Another problem I had with her was her focus on being able to have sex with her husband. It is just that from where I am right now, there are so many things that are much higher priorities for me. For example, I would happily give up sex for the rest of my life to get rid of the pain and discomfort that I have been experiencing. I am fortunate because I can still walk post-op, but if I couldn’t, I am sure I would be willing to trade sex for the ability to walk. And even if I could have sex right now, would I be able to get in the mood when I am wondering if I will be able to get back to work before my Family Medical Leave runs out? Or when I am obsessing  about the bills that are rolling in, wondering how we will pay them – especially if I can’t go back to work? And then there is the worry about continued health insurance coverage since that is provided by my job.

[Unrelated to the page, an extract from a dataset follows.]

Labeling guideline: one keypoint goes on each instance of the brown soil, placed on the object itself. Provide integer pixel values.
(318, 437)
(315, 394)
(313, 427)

And did I mention that I will also lose my retirement because I haven’t been with my current employer for ten years. But maybe that is the difference between living in the United States and Canada? Maybe if I had a national health system I too would be able to make my sex life the focus of my recovery? I am sure the Democrats could find a way to use that. I can see the ads already – happy, smiling people from all walks of life who have obviously had serious medical conditions – they aren’t worried about going bankrupt to pay medical bills – they are just worried that the doctors won’t be able to restore their ability to achieve orgasm… but I digress.

I am grateful to anyone who is willing to share their story of recovery because those stories help me to find the courage to keep pushing forward with my own recovery, so I am grateful to Ms. Marshall. But I am also disappointed.